Hansen is the only person associated with the team that is not deaf, including O'Brien. It is a crash course in a different lifestyle.

Hansen had some experience wit sign language, after learning the basics in junior high school. But, just recently, she has been able to communicate more effectively with her players, who are mostly players from Gallaudet University (where O'Brien is a head coach), a Division III school for the deaf in Washington D.C., and ages range from sophomores in high school to adults in their late 20s.

It has been a tough task for Hansen.

"I can communicate whatever I need to communicate," Hansen said. "In fact, they were very complimentary that my sign had improved so much. I used to dread when they would talk to me because I couldn't read them. Speaking and reading it is totally different. It was really hard and exhausting on the brain.

"I used to only understand probably two or three words out of eight and a lot of times had to nod and pretend that I got the gist of it. But when it was important on details it was stressful. This time was great. Now, I can understand five or six words every eight."
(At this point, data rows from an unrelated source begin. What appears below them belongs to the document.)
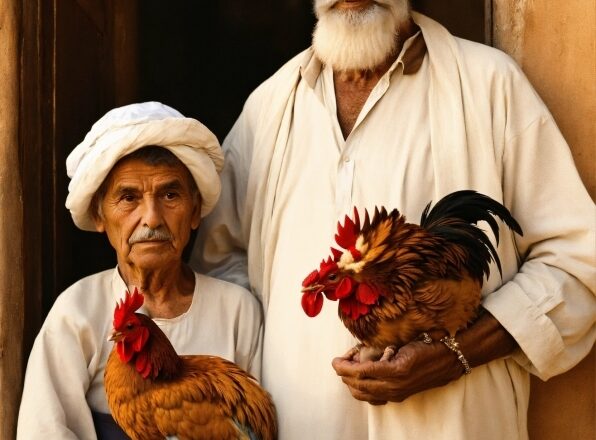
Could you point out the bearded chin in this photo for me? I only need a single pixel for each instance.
(359, 40)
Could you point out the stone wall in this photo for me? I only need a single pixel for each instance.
(554, 42)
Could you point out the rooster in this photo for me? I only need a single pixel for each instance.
(396, 281)
(153, 393)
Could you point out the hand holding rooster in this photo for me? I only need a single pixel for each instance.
(419, 366)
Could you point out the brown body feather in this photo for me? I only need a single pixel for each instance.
(423, 279)
(192, 397)
(395, 280)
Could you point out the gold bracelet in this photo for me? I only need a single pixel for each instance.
(453, 345)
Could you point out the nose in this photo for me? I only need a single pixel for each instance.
(152, 215)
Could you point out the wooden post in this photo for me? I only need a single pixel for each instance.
(11, 223)
(554, 44)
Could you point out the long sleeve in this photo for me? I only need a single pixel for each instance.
(222, 241)
(53, 405)
(549, 306)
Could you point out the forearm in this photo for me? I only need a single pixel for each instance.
(485, 341)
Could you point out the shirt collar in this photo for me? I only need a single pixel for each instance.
(410, 58)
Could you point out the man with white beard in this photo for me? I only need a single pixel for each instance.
(388, 109)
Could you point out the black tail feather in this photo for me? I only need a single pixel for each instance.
(455, 217)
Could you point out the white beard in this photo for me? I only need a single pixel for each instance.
(358, 40)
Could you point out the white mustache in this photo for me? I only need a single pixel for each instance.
(147, 234)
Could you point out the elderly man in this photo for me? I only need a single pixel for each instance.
(388, 109)
(144, 175)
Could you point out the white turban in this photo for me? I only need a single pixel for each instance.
(126, 129)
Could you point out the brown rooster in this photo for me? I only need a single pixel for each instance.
(153, 393)
(395, 280)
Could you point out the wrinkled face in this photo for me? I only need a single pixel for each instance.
(148, 212)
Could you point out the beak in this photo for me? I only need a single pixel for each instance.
(115, 336)
(312, 287)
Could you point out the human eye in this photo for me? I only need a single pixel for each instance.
(127, 197)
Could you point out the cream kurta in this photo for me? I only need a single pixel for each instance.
(64, 379)
(467, 119)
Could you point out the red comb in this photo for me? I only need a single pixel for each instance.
(348, 233)
(326, 267)
(127, 307)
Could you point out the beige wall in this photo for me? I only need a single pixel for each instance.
(554, 42)
(11, 207)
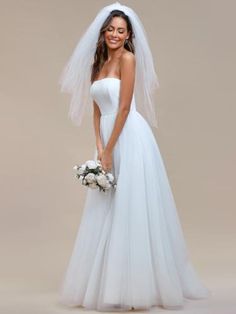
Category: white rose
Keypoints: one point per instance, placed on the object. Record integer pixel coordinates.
(101, 180)
(107, 186)
(110, 176)
(93, 185)
(81, 169)
(90, 178)
(91, 164)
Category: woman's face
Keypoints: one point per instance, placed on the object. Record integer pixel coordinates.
(116, 33)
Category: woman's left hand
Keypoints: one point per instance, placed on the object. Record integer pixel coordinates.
(106, 160)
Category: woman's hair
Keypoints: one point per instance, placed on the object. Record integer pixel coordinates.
(101, 54)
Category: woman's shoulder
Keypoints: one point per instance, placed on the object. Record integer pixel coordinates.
(127, 56)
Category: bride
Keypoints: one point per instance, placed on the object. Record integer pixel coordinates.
(130, 251)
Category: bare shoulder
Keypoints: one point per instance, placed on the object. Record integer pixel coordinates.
(127, 62)
(128, 57)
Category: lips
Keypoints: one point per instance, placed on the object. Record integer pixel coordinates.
(113, 41)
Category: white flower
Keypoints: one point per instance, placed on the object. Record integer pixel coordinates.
(93, 185)
(81, 169)
(102, 180)
(110, 176)
(91, 164)
(90, 177)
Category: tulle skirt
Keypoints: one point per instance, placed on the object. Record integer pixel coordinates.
(130, 249)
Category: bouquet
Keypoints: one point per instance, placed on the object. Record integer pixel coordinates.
(92, 175)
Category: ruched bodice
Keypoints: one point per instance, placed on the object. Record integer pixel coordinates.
(106, 93)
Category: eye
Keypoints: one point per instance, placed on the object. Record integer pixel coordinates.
(110, 29)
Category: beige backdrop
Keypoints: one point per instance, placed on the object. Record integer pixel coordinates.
(193, 44)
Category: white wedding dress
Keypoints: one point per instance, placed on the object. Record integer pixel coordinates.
(130, 249)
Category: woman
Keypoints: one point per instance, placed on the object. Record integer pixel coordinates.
(130, 251)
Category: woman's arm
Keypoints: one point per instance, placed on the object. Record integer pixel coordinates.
(96, 123)
(126, 93)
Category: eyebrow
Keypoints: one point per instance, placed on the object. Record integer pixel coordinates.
(118, 27)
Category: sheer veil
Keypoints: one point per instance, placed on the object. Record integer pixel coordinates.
(75, 77)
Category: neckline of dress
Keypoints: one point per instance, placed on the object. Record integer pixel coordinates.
(105, 78)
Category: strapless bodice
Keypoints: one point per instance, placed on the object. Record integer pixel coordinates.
(106, 93)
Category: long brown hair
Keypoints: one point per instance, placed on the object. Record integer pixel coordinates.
(101, 54)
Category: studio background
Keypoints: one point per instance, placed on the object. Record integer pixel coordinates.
(194, 52)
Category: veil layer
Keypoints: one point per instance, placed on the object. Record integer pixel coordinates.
(75, 78)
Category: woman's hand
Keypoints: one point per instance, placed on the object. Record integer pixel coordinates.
(106, 160)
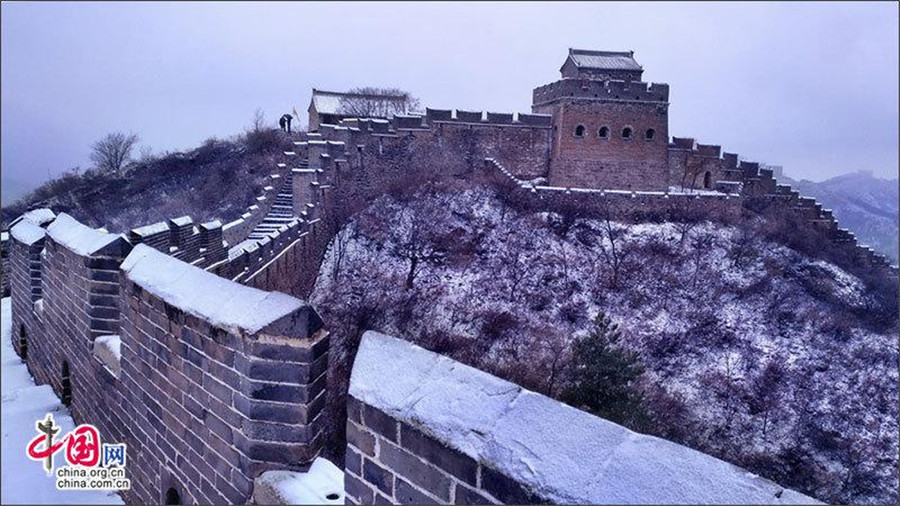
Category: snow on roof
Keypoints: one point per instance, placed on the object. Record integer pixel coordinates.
(604, 60)
(77, 236)
(37, 216)
(155, 228)
(322, 484)
(109, 350)
(216, 300)
(333, 102)
(26, 232)
(518, 432)
(182, 221)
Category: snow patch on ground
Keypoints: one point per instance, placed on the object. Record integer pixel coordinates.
(77, 236)
(23, 481)
(518, 432)
(216, 300)
(323, 483)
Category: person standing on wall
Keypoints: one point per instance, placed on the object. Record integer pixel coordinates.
(286, 120)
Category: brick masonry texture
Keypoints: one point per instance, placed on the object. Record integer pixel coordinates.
(392, 461)
(202, 408)
(205, 410)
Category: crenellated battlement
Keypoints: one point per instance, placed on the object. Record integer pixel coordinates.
(593, 90)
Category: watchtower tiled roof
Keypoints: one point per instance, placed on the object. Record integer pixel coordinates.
(603, 60)
(333, 102)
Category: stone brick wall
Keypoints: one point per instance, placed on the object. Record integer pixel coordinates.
(613, 162)
(222, 404)
(239, 229)
(4, 265)
(446, 433)
(615, 204)
(388, 461)
(198, 245)
(205, 404)
(25, 285)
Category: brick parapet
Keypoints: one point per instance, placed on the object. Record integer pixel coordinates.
(447, 433)
(595, 90)
(237, 230)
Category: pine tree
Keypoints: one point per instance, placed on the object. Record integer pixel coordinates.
(603, 375)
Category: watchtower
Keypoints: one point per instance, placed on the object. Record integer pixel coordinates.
(610, 128)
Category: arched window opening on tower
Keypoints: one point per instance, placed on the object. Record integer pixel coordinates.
(67, 385)
(172, 496)
(23, 342)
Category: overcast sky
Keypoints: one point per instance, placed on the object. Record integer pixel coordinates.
(811, 86)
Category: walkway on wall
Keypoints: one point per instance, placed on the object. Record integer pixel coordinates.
(281, 213)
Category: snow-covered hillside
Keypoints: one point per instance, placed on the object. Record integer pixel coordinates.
(25, 481)
(754, 353)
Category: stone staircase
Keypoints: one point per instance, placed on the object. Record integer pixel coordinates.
(281, 213)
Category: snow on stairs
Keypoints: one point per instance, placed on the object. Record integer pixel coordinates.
(281, 213)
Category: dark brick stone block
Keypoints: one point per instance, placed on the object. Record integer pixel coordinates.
(407, 465)
(506, 489)
(353, 461)
(465, 495)
(275, 432)
(407, 494)
(278, 393)
(354, 408)
(286, 372)
(363, 441)
(378, 476)
(358, 490)
(281, 352)
(380, 422)
(262, 410)
(446, 458)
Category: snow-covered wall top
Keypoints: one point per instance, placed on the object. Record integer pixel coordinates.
(27, 232)
(237, 308)
(78, 237)
(37, 216)
(558, 452)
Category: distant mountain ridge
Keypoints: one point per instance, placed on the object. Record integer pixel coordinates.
(866, 205)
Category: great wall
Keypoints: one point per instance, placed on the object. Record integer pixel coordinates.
(222, 372)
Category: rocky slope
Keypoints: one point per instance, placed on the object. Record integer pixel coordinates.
(217, 180)
(756, 353)
(866, 205)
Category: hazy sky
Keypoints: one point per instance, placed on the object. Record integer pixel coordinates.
(813, 87)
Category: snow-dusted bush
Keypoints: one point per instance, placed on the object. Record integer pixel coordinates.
(773, 358)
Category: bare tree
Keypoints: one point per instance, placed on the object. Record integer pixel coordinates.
(372, 102)
(113, 152)
(611, 245)
(258, 123)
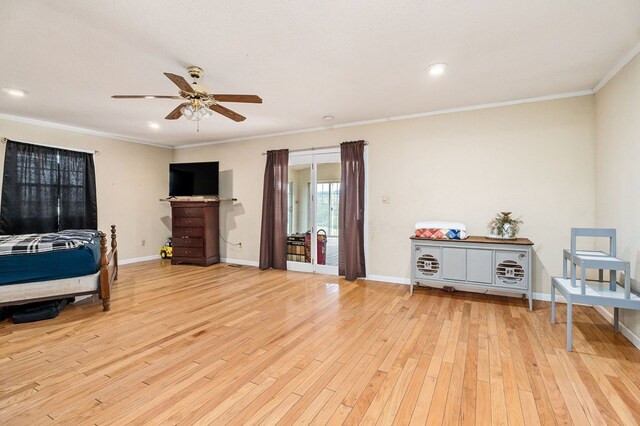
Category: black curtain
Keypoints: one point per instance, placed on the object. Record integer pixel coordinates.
(273, 236)
(351, 262)
(47, 190)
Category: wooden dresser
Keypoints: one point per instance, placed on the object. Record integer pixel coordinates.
(195, 232)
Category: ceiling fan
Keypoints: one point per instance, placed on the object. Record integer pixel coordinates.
(198, 102)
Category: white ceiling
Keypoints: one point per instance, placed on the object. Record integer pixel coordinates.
(356, 60)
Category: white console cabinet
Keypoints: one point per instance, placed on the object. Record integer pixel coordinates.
(475, 264)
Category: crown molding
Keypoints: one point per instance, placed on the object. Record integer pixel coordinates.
(82, 130)
(617, 67)
(399, 117)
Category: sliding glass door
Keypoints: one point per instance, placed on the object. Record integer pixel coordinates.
(314, 191)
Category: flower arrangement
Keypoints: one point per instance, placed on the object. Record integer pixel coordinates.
(504, 226)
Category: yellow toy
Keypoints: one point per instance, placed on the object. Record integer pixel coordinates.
(167, 250)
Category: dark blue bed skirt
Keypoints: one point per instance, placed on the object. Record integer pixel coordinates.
(15, 269)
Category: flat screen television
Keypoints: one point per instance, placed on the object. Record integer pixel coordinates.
(188, 179)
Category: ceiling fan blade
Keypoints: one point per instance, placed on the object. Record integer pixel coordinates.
(226, 112)
(180, 82)
(252, 99)
(145, 97)
(175, 114)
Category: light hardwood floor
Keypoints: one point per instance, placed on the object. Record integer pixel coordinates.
(224, 344)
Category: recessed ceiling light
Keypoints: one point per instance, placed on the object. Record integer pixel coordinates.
(14, 92)
(437, 69)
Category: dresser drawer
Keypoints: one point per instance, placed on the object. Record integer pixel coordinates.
(188, 232)
(187, 252)
(187, 222)
(187, 242)
(188, 212)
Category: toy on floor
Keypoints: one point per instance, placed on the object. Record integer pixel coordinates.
(167, 250)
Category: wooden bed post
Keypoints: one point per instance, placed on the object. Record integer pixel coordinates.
(105, 287)
(114, 246)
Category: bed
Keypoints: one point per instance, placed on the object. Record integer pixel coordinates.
(80, 268)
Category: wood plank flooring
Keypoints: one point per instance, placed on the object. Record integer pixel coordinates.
(235, 345)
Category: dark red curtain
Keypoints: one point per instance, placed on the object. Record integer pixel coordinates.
(351, 262)
(273, 237)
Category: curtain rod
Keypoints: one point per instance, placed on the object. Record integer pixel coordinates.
(4, 140)
(314, 148)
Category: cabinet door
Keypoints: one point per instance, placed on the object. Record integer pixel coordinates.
(512, 269)
(426, 263)
(454, 264)
(480, 265)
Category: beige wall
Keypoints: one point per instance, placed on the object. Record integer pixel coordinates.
(618, 170)
(130, 179)
(536, 160)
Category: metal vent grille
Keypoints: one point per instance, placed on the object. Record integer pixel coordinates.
(428, 264)
(510, 272)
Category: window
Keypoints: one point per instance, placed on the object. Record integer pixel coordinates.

In a tryout camp last week in Washington D.C., Hansen turned a corner with her sign language. Though not using her skills in nearly a year, suddenly, and to the surprise of even herself, that communication became much easier.

Now, her skills as a Division I coach can be utilized. Hansen said the deaf players live in a black-and-white world compared to the color world those who can hear live in. Hansen feels the best lesson she could teach is to help her deaf players understand how her players at NAU play and communicate.

It's not easy. How do you help players who have never heard a word spoken play a game that relies so heavily on communication?

That has been her challenge, one that Hansen does not get paid to take on.

"Initially it was one of the biggest challenges I have ever faced," Hansen said. "I was so frustrated that I would just tune out. It made me very patient.

"Now, it is exciting, because I can communicate. It feels good to be able to know the deaf culture and experience it and be a part of it. They have really welcomed me."

But it's coming along for Hansen and O'Brien. In Rome, the team won a silver medal. The tea's goal for 2005 is to win a gold medal. The promise of gold is how she helped talk O'Brien out of retiring, because Hansen felt she was not ready to become the head coach.

Hansen does not know how long she will be involved with the Deaflympics. Right now, the lessons she can teach her players and her players teach her is payment enough.